Postpartum depression is a threat to the health of both mother and infant. Having multiple risk factors places the patient at highest risk. For example, the postpartum period itself is a risk factor for depression, but obesity is also a risk factor; the two risk factors together are a significant risk for depression. Heightened postpartum surveillance is indicated.
Long-duration breastfeeding helps curb weight retention and decrease postpartum depression. HCPs need to promote breastfeeding as a way to protect women from depression.
- Critical Patient Teaching Point: Patients can experience postpartum depression as early as one week and up to one year after giving birth; it requires medical attention. Look for the following signs:
- Thinking of harming yourself or your baby
- Feeling loss of control, unable to care for self or baby
- Feeling sad most of the day or every day
- Having trouble sleeping or sleeping too much
- Having trouble bonding with your baby
- Experiencing extremes of behavior
Once discharged, postpartum follow-up is an essential part of the pregnancy continuum of care. Ensure that your patients know they need to disclose their pregnancy any time they seek medical care within one-year of delivery. Confirming that patients have access to transportation helps ensure compliance with postpartum visits.
We need to work together to bring awareness to the leading causes of maternal mortality. Initiate postpartum teaching early; provide clear, concise messaging; and provide standardize teaching.

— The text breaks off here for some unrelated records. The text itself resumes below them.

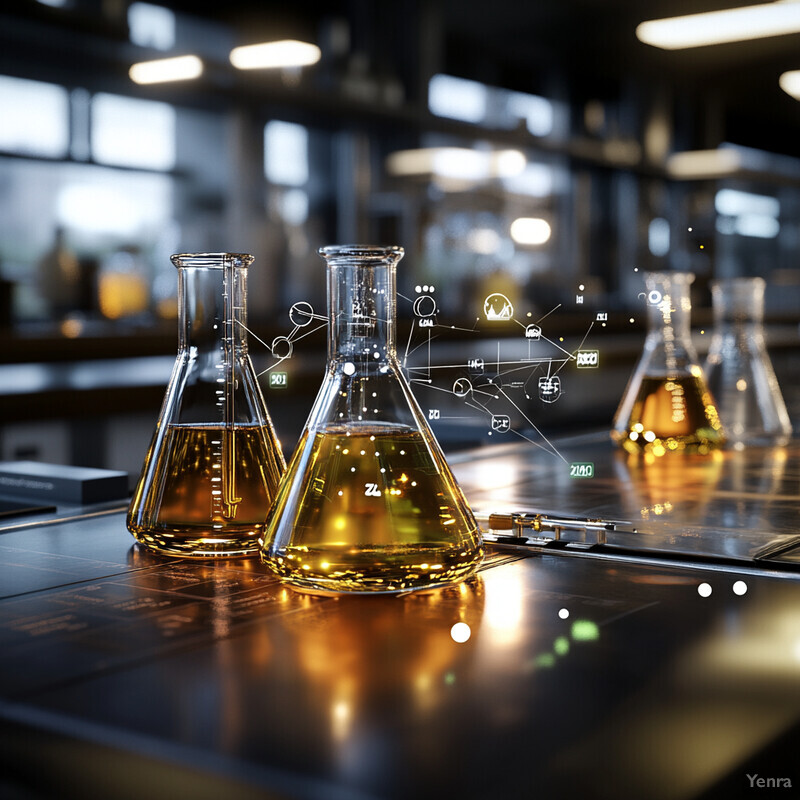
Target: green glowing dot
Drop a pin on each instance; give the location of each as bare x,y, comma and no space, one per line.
561,646
584,630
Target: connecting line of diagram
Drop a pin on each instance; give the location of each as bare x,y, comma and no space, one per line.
291,338
525,417
585,337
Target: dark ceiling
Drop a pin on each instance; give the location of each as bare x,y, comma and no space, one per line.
578,50
587,48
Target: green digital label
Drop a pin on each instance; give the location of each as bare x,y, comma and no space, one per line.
581,469
278,380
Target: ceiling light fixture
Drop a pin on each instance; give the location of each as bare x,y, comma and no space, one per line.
720,27
530,230
274,55
790,83
164,70
458,163
703,164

While patients rely on the healthcare community to provide valuable lifesaving information, we rely on them to communicate timely and accurate information to us. Using standardized teaching tools and providing critical patient teaching points in postpartum discharge teaching empowers women to speak up and seek needed care in a timely manner.
Evaluate your own organization’s postpartum discharge process. Seek to identify gaps and work collectively as a unit to make quality improvements and improve maternal outcomes.